The client, referred to as Mrs T, was advised to remortgage in 2007 when she had an interest-only mortgage of around £45,000 on a variable interest rate of 5.79 per cent.

At the time, she wanted to raise £3,500 for home improvements, and consolidate her credit card debt into the mortgage which had an outstanding balance of £1,620. Her monthly income was £1,430, leaving her with a disposable income of £210.

L&G advised her to take out an interest-only mortgage of approximately £59,000 over an 18-year term at a rate of 5.75 per cent fixed for two years.

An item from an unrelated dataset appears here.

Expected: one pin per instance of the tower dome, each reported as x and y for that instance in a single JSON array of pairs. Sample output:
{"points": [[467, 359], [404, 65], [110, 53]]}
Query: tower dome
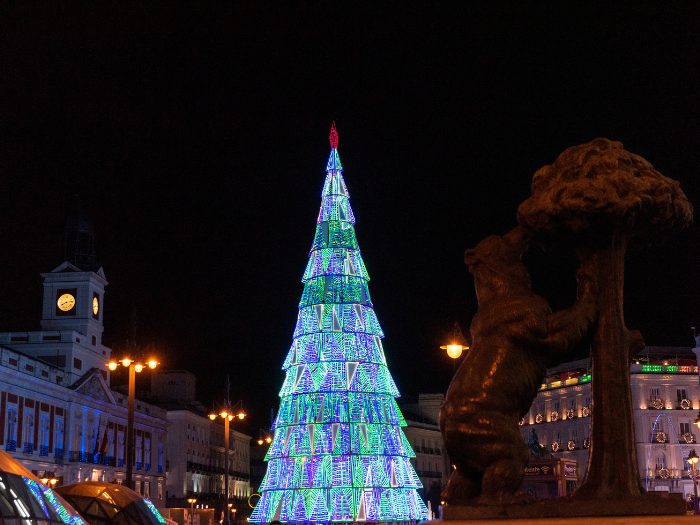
{"points": [[78, 243]]}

She paid various fees and had to pay an early repayment charge (ERC) on her existing mortgage of around £1,400.

She was also advised to take out a single premium PPI policy and pay for a will pack, both of which were added to the mortgage.

In 2016, Mrs T complained to L&G as she said the inclusion of the PPI and the will “adversely” affected the advice.

L&G agreed that the sale of the PPI was not suitable and said while the recommendation of the will was suitable as she had a dependent child and no existing will, it agreed that funding it through her mortgage was not.

 

Cost £4,000 to borrow £5,000

As a result, L&G refunded the client the mortgage interest on the wills package for the duration of the mortgage term, amounting to £46.92. It also offered her £150 for the inconvenience caused.

Although the investigator was satisfied with this outcome, Mrs T was not, resulting in the complaint being referred to ombudsman Alison Cribbs.

Cribbs ruled that the advice to remortgage was not suitable as although Mrs T raised the capital she needed, the £1,400 ERC and £2,800 in fees and costs resulted in Mrs T paying £4,000 to borrow just over £5,000.

The ombudsman found this was “disproportionate” and said there was no evidence the adviser considered alternative means to raise the money.

As well as the refunds and compensation, L&G has been ordered to repay the mortgage interest accrued on the charges, fees and commissions and make a partial payment for the debt consolidation.

Furthermore, L&G was ordered to pay any ERCs incurred if Mrs T wished to use all or some of the refund and compensation money towards her mortgage loan.

Mortgage Solutions has contacted Legal & General for its response to the ruling.